Neural networks are computers modeled to work like a human brain by taking in information, applying it, and learning from the results. This research used special types of neural nets introduced by Ian Goodfellow in 2014, called generative adversarial networks — or GANs — which generally consist of two networks, the generator and discriminator.
The generator is given photos and begins to create synthetic images similar to the ones it was given. It then shows a mix of the images it was given and the fakes to the discriminator, whose job it is to tell them apart. As this process goes on, the generator becomes better at mimicking the original images and the discriminator becomes better at telling the fakes apart. The results are some pretty convincing — and totally fake — pictures.
This research builds on the traditional GANs model by adding splitting the generator and discriminator networks into a few sub-networks, allowing for the output of higher-resolution images. The neural networks are also able to take in a semantic map — or a blueprint of how the photo is supposed to look like — and fill in the textures autonomously. Users can even go into the blueprint and change things if they want to add buildings instead of trees in a street-view or make the eyes wider in a portrait.

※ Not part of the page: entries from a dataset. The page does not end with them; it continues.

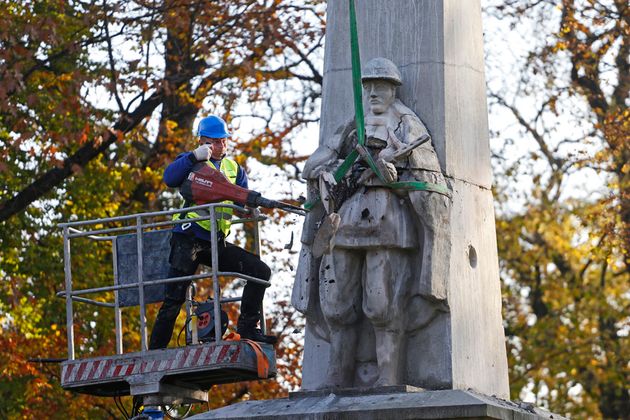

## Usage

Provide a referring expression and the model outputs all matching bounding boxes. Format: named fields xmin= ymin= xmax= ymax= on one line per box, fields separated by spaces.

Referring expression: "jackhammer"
xmin=179 ymin=163 xmax=306 ymax=216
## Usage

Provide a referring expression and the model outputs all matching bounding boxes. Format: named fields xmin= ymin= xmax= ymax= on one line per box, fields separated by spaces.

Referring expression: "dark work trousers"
xmin=149 ymin=232 xmax=271 ymax=350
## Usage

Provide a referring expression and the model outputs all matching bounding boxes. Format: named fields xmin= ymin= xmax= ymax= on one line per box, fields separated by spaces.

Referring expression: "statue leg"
xmin=363 ymin=249 xmax=412 ymax=386
xmin=319 ymin=249 xmax=363 ymax=387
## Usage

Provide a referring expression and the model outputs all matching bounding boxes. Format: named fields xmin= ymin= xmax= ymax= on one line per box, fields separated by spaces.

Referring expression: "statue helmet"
xmin=361 ymin=57 xmax=402 ymax=86
xmin=197 ymin=115 xmax=230 ymax=139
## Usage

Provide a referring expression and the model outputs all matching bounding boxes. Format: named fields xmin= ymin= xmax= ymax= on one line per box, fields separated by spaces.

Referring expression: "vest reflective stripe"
xmin=173 ymin=158 xmax=238 ymax=237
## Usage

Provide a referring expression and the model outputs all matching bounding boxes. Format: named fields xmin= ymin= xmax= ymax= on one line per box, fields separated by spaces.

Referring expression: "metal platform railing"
xmin=57 ymin=203 xmax=270 ymax=360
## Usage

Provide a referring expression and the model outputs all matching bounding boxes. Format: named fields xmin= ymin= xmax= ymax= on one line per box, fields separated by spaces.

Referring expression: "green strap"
xmin=349 ymin=0 xmax=365 ymax=150
xmin=304 ymin=0 xmax=450 ymax=210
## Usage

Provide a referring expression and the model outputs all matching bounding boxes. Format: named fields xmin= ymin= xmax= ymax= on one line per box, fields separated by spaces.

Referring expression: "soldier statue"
xmin=292 ymin=58 xmax=450 ymax=387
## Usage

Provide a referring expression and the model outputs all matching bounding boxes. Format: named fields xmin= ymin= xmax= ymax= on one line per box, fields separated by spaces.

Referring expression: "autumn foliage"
xmin=0 ymin=0 xmax=630 ymax=419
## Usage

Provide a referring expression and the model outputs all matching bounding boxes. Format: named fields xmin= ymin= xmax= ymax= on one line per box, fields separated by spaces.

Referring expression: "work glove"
xmin=193 ymin=144 xmax=212 ymax=162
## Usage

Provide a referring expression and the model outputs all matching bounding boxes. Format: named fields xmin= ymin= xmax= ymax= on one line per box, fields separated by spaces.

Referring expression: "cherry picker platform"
xmin=57 ymin=203 xmax=276 ymax=406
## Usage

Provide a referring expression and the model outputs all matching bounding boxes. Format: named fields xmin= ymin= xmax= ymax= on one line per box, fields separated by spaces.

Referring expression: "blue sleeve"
xmin=164 ymin=152 xmax=195 ymax=188
xmin=236 ymin=165 xmax=249 ymax=189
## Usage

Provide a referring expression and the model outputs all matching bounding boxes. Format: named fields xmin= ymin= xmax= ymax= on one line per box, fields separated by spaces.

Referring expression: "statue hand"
xmin=376 ymin=159 xmax=398 ymax=183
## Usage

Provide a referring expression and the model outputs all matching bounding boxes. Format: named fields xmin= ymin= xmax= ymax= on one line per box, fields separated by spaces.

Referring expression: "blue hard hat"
xmin=197 ymin=115 xmax=231 ymax=139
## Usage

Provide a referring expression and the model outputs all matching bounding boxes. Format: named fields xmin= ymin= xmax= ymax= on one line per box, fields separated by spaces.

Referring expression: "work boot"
xmin=236 ymin=315 xmax=278 ymax=344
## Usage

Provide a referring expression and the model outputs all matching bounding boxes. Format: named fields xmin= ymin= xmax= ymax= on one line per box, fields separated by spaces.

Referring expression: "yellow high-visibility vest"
xmin=173 ymin=158 xmax=238 ymax=237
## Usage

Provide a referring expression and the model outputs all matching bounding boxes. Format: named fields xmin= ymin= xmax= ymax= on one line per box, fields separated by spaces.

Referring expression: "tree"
xmin=0 ymin=0 xmax=323 ymax=418
xmin=486 ymin=0 xmax=630 ymax=418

The paper compares its results to similar experiments done using this method, the most notable one being pix2pix. The Nvidia and UC Berkeley study is able to generate images with details as tiny and precise as legible license plates, while pix2pix outputs images that almost look like watercolor paintings.

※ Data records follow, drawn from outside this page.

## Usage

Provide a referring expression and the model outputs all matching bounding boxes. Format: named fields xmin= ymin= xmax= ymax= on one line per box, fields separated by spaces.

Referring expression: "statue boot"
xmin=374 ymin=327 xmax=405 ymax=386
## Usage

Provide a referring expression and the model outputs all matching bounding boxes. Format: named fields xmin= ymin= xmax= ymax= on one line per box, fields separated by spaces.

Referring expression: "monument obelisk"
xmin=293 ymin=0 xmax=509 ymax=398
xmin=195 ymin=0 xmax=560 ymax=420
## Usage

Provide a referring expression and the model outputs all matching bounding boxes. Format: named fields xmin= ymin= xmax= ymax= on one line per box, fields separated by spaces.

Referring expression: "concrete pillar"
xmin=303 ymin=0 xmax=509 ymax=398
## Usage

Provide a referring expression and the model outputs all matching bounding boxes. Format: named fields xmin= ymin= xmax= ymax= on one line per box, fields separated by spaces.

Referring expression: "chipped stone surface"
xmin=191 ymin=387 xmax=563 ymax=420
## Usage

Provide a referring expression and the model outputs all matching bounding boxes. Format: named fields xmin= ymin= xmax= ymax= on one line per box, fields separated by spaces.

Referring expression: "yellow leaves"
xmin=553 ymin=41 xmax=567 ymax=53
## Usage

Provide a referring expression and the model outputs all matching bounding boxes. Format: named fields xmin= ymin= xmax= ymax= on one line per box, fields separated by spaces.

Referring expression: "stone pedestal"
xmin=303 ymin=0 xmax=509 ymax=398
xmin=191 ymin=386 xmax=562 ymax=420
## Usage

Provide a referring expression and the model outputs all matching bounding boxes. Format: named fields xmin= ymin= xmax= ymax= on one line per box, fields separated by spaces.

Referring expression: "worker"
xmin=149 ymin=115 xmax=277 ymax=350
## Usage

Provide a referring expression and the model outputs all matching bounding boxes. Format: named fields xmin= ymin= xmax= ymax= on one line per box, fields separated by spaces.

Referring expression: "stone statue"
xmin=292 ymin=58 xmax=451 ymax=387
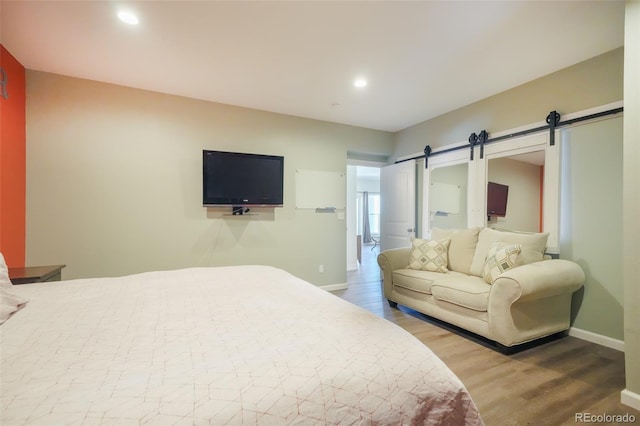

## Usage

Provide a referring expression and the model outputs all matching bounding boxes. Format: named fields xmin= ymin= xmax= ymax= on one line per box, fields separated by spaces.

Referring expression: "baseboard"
xmin=620 ymin=389 xmax=640 ymax=410
xmin=569 ymin=327 xmax=624 ymax=352
xmin=318 ymin=283 xmax=349 ymax=291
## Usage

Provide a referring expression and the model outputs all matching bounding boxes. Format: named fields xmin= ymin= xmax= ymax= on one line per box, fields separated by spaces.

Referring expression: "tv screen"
xmin=202 ymin=150 xmax=284 ymax=206
xmin=487 ymin=182 xmax=509 ymax=217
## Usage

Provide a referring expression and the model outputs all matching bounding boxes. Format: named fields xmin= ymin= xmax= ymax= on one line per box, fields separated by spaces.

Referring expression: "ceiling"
xmin=0 ymin=0 xmax=624 ymax=131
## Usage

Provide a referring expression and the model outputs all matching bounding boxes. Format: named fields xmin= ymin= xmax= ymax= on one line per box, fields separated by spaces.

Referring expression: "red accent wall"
xmin=0 ymin=45 xmax=27 ymax=268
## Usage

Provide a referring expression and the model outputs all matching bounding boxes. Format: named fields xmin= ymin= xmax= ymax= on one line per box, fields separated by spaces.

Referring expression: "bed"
xmin=0 ymin=266 xmax=482 ymax=426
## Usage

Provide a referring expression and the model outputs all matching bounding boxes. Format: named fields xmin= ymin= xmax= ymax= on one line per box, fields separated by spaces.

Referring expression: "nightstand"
xmin=9 ymin=265 xmax=66 ymax=284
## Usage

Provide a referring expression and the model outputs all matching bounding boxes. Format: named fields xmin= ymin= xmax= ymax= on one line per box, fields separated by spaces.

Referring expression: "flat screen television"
xmin=202 ymin=150 xmax=284 ymax=207
xmin=487 ymin=182 xmax=509 ymax=217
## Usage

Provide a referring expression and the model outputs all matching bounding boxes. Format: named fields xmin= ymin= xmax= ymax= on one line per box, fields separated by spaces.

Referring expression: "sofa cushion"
xmin=431 ymin=228 xmax=482 ymax=274
xmin=407 ymin=238 xmax=449 ymax=273
xmin=431 ymin=275 xmax=491 ymax=312
xmin=393 ymin=269 xmax=442 ymax=294
xmin=483 ymin=242 xmax=522 ymax=284
xmin=470 ymin=228 xmax=549 ymax=277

While this tool could be used to earn some free reddit karma with a couple of outlandish photos, the authors see huge potential in utilizing this approach to generate realistic graphics with just a simple blueprint.
Hundreds of hours of painstaking labor go into generating virtual worlds for use in Google Maps, films, and video games. Liu says this model could serve as a way to painlessly get most of the designing done and then go in and tweak the details later.

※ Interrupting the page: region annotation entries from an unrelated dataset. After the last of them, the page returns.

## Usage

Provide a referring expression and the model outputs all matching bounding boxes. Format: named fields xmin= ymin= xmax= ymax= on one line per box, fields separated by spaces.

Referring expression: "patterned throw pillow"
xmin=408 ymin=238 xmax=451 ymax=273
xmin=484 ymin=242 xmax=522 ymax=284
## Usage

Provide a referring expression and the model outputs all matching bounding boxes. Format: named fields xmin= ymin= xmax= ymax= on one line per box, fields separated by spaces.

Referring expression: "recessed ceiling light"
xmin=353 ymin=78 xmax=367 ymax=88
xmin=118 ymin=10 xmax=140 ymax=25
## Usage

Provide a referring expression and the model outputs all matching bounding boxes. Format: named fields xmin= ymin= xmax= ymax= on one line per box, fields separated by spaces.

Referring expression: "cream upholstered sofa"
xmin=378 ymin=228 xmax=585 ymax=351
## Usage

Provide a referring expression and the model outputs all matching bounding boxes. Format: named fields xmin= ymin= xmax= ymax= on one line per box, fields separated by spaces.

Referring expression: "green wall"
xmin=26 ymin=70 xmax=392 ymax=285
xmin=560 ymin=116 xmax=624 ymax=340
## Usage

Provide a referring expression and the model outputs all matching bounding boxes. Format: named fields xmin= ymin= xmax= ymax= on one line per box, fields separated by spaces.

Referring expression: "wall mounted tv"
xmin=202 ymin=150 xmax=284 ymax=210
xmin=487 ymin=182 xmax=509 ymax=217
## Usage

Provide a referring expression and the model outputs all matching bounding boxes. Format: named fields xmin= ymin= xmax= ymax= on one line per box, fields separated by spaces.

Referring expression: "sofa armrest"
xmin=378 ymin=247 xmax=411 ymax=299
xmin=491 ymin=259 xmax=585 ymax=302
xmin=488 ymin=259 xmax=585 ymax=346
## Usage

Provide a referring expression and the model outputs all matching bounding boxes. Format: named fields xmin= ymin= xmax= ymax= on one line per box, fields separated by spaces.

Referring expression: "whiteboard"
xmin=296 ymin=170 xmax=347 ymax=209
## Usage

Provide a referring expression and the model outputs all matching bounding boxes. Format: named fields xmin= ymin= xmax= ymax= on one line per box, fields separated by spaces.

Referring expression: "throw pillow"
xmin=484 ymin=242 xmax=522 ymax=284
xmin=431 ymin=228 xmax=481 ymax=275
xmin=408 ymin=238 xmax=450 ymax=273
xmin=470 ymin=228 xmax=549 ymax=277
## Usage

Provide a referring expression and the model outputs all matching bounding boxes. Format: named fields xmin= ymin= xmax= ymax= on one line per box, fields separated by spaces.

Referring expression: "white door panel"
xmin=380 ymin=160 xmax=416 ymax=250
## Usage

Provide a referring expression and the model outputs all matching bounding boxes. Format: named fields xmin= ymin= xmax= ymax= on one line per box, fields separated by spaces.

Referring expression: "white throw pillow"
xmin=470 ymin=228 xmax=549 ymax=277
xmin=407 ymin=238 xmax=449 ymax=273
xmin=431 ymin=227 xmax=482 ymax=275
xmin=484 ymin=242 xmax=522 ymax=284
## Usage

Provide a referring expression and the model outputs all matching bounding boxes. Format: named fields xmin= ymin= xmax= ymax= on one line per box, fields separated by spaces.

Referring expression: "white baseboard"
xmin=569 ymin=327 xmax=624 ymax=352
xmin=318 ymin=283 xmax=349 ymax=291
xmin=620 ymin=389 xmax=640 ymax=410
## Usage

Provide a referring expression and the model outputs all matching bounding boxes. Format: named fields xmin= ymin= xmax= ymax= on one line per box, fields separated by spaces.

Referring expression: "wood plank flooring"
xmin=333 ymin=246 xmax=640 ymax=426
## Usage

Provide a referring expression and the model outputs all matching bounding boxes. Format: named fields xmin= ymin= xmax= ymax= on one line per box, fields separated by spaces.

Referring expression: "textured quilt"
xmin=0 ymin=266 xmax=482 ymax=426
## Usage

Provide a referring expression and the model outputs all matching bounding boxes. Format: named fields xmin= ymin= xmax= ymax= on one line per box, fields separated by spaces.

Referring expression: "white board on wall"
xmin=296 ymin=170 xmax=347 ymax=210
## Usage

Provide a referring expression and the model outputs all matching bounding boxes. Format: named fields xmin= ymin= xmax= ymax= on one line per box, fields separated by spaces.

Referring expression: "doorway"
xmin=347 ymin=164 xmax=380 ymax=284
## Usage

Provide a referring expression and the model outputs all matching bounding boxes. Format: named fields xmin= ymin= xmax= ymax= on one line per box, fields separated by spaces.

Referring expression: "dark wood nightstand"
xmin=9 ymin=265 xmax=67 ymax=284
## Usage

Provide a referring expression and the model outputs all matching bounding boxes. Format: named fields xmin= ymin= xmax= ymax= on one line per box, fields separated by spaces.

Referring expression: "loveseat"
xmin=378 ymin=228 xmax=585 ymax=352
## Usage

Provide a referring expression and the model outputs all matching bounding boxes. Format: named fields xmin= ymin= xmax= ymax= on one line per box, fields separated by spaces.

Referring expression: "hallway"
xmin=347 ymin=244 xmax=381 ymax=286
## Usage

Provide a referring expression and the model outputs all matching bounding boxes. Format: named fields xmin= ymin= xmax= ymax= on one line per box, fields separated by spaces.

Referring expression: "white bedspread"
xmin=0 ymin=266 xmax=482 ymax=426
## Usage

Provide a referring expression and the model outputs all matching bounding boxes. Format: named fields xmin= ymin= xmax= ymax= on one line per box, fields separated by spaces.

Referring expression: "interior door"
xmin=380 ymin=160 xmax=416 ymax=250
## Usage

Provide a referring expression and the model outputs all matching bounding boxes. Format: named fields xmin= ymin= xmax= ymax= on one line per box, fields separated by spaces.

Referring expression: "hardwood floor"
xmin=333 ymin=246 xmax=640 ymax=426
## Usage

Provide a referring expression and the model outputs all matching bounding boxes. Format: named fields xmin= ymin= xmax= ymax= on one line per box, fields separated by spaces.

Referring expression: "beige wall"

“Instead of rendering the world by explicitly modeling it, we can build the world implicitly by using image-to-image translation to translate between a simple model of the world that doesn’t contain any texture or lighting, and a photo-realistic output. This capability should make it much cheaper to build virtual worlds,” he tells Inverse.
For the next step in this research, the team hopes to explore video-to-video translation, which would use neural nets to create realistic videos. A goal that Lui says has challenged researchers in the field.
Now you know how easily fake images can be created. Don’t trust everything you see on Google images.